## What happened

Amazon Threat Intelligence reported an active **Interlock ransomware** campaign exploiting **CVE-2026-20131** in **Cisco Secure Firewall Management Center (FMC)**.

The flaw is described as an **insecure deserialization** issue that can allow an unauthenticated attacker to bypass authentication and run arbitrary Java code **as root** (CVSS 10.0).

Amazon’s sensor network indicates exploitation began as a **zero-day on Jan 26, 2026**, weeks before Cisco publicly disclosed it.

## How the intrusion worked (as described)

The attack chain included:

1. Crafted HTTP requests to a specific FMC path to trigger code execution

2. A “success” callback (HTTP PUT) to attacker infrastructure

3. Retrieval of additional payloads/tools, including Linux and Windows recon scripts and remote-access tooling

Amazon says it gained visibility after an operational mistake exposed attacker tooling via misconfigured infrastructure.

## Tooling and techniques observed

Reported components included:

- Windows environment enumeration (services, installed software, storage, VM inventory, browser artifacts, RDP events)
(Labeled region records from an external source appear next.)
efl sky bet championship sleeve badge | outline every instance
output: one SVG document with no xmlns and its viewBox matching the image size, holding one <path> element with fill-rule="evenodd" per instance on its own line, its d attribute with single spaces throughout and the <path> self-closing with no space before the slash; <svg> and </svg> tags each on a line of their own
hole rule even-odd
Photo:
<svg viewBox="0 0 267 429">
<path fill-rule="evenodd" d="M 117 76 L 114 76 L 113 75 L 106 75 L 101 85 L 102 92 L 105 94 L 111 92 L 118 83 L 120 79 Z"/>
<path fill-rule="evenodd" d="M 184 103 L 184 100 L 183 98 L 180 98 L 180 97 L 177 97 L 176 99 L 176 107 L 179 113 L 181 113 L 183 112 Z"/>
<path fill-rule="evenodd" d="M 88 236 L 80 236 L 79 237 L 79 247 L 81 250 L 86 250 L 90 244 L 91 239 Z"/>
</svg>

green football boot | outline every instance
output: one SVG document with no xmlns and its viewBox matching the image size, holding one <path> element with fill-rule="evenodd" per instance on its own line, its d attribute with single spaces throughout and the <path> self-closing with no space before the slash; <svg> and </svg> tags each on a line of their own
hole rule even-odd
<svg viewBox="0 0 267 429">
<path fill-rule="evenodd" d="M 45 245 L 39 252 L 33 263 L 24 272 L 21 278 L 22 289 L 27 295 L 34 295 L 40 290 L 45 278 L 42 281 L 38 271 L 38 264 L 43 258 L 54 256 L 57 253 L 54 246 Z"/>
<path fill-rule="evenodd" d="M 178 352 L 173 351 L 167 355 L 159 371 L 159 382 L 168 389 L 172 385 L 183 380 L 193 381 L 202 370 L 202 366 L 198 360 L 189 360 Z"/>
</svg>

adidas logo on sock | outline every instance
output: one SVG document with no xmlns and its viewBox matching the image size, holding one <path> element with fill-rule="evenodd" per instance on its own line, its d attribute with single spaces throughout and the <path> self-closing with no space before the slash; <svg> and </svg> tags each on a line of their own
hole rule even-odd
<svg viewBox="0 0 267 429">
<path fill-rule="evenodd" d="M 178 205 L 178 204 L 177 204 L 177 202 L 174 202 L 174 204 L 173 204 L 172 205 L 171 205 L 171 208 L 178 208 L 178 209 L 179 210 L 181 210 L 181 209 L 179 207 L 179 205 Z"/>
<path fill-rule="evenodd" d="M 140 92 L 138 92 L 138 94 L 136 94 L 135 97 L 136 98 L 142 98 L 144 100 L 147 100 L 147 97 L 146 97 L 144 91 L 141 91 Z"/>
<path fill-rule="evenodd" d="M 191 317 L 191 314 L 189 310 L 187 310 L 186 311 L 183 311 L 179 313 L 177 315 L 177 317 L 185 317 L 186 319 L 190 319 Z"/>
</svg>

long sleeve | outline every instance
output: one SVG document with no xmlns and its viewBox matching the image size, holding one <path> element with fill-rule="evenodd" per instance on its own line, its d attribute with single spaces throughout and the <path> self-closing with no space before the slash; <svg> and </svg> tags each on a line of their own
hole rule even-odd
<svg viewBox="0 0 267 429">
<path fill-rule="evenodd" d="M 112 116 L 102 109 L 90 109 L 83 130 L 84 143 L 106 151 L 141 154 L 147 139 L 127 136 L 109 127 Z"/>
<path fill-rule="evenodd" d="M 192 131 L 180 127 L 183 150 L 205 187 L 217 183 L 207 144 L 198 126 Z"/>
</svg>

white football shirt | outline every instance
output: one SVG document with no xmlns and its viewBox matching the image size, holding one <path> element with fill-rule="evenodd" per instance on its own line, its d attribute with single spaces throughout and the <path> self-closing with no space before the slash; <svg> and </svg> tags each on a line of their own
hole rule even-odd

- Custom remote access trojans with file transfer and SOCKS5 proxying

- Infrastructure laundering scripts (reverse proxies) and aggressive log deletion

- Memory-resident web shell behavior using encrypted parameters

- Use of legitimate remote access software as fallback persistence

## What defenders should do

- **Patch/upgrade Cisco FMC immediately** to a fixed release

- Perform compromise assessments on FMC and adjacent management networks

- Review remote access tooling deployments (e.g., ScreenConnect) for unauthorized installs

- Strengthen **defense-in-depth** controls to reduce exposure during the “zero-day window”

## Bottom line

This incident underscores a hard truth for enterprise security: even perfect patch hygiene can’t eliminate risk when attackers have a head start. Layered controls, segmentation, and monitoring around management planes (like firewall controllers) are crucial.